Why Rakuten launched a big-data marketing consultancy

The company aims to hold TV accountable at last, pushing Dentsu out of its comfort zone.

Why Rakuten launched a big-data marketing consultancy

Rakuten Data Marketing, a joint-venture between Rakuten and Dentsu (the companies hold 51% and 49% stakes respectively) opened for business in late 2017. As high-tech as you might expect a data consultancy led by an ecommerce company to be, president and representative director Makoto Arima explains that at its heart is the desire to finally measure the impact of TV on purchase behaviour.

The new venture aims to grow Rakuten’s advertising business as the company comes under increasing pressure from Amazon, not just in terms of its core business but also in peripheral areas such as media and creative strategy services, which the latter is now developing in Japan. In simple terms, Dentsu’s account management and sales ability should now enable Rakuten to put the wealth of purchase data it sits on to use for paying clients.

The former Japan country manager of Google, Arima sees data-driven marketing as “just starting” in Japan. That might underestimate the situation in a country where digital marketing has been highly sales-oriented from the very beginning. But he admits that finding data scientists is not easy. Rakuten Data Marketing consists of 10 dedicated staff and between 40 and 50 staff from Rakuten and Dentsu who support the company on a partial basis.

Arima adds that in his 20-year career, he has not yet seen a credible link between TV and online and offline consumer behaviour.

Makoto Arima

“Each category is advancing, but they are not connected,” he observes. “So from an advertiser’s point of view it’s still hard for them to track the ROI throughout their campaigns.”

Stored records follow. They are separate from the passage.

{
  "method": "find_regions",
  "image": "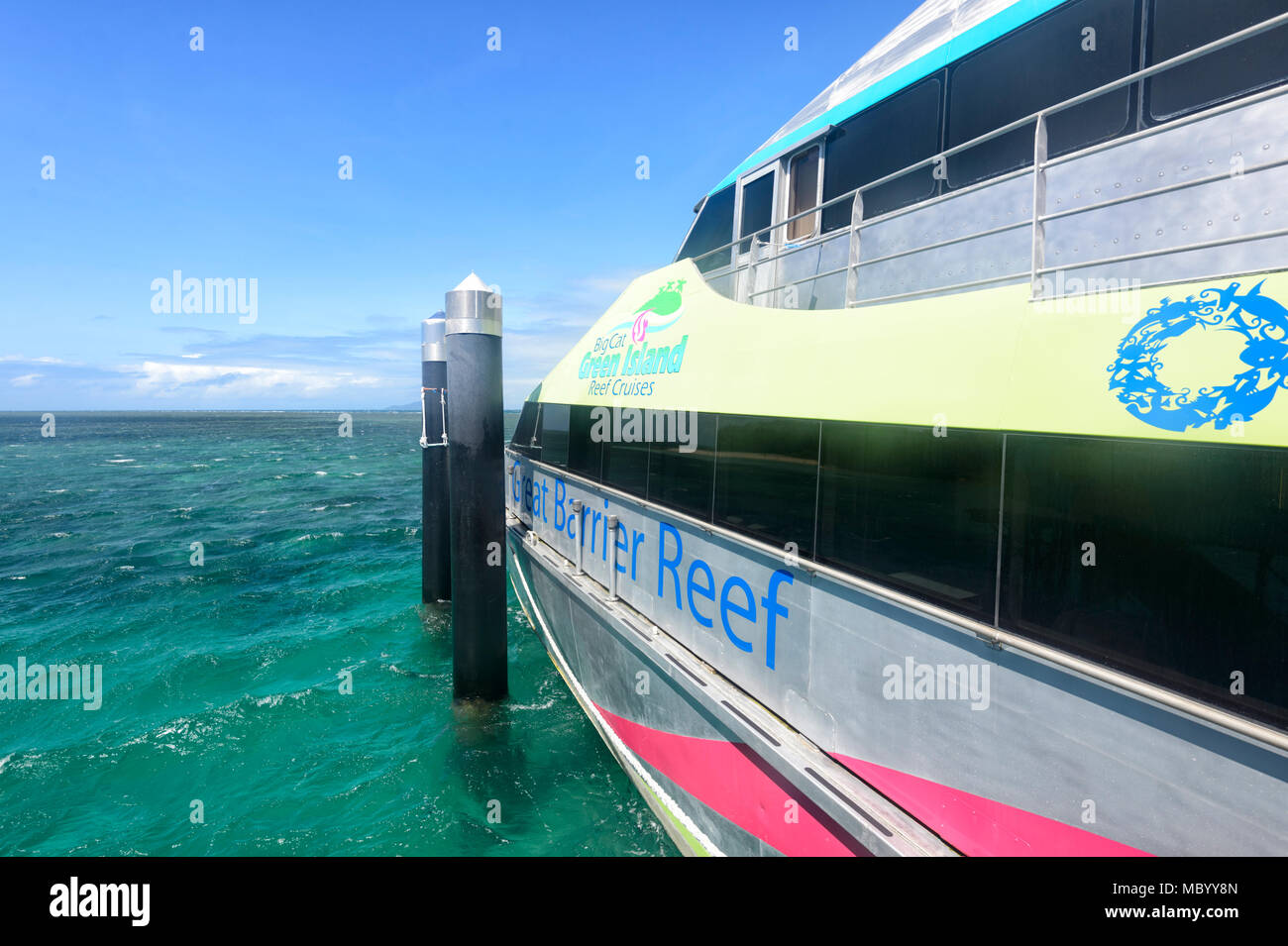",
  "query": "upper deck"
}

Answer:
[677,0,1288,309]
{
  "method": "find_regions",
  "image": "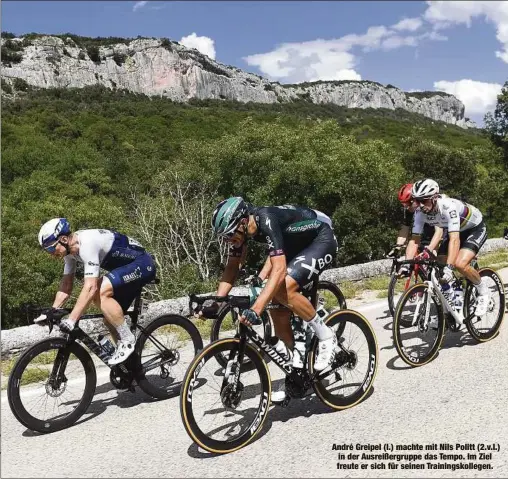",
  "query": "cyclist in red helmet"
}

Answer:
[387,183,443,276]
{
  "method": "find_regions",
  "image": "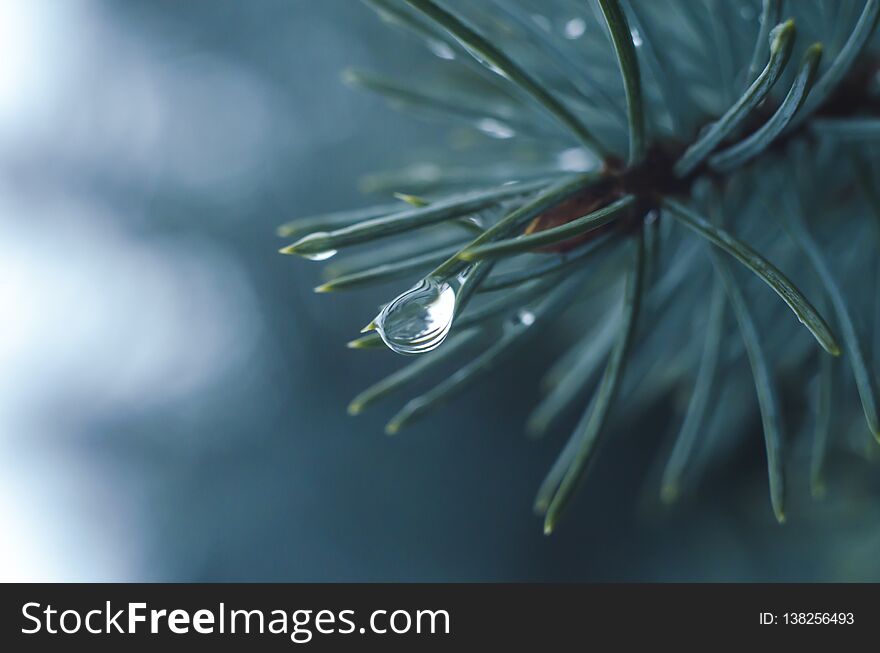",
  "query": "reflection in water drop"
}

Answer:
[374,272,467,354]
[293,231,336,261]
[556,147,599,172]
[629,27,643,48]
[477,118,516,140]
[302,249,336,261]
[516,308,535,326]
[461,43,509,79]
[427,39,455,61]
[565,18,587,40]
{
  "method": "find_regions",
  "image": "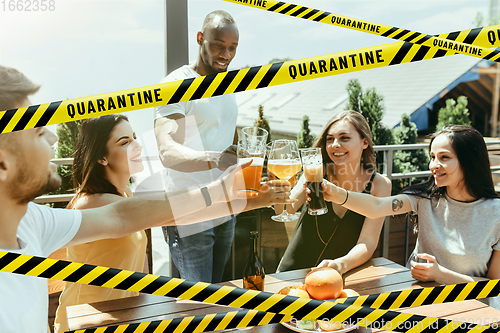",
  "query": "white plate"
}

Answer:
[281,322,358,333]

Central to Rakuten Data Marketing is linking viewing data stored by internet connected TVs with Rakuten’s online shopping data and its offline loyalty programs, which it is in the process of expanding. In theory, tracking the consumer’s journey between those three points will show whether or not a TV commercial has had any effect. “That’s what they advertisers really want to know,” Arima says.

It’s as if almost nothing has changed since the dawn of advertising. Marketers at companies such as Kao, for example, can spend US$500 million a year on TV advertising without knowing if it has any real effect, Arima says. As an experiment, he says Rakuten has measured its own quarterly advertising for its Super Sale. He claims more than 70% of people exposed to the TV spots came to the sale. Rakuten also compared the purchase rate at the sale between those who saw the ads and those who did not, and found it higher among those who had seen them.

Of course, many ads are likely to be shown up as ineffective. That would seem to go against the business model of a company like Dentsu, which has never been under pressure to demonstrate the actual effectiveness of its TV work.

“They’ve made big money from TV,” Arima says, but adds that the internet is at last starting to change things. To be sure though, it’s a case of one foot in the past and one tentatively in the future. “All TV is connected. Many people are scared of change, but they also want to step into a new age with us. They say they really don’t want too much change, but on the other hand they want to lead change by making things more transparent.”

Whether people are on board or not, Japanese TV is heading for change. In a separate development, in April, the country’s five main commercial broadcasters are due to switch the focus of the ratings metrics used for buying advertising from households to individuals. In the best case scenario, some observers anticipate more linkage between individual viewing habits and point-of-sale data, making the interaction between advertisers and retailers more sophisticated.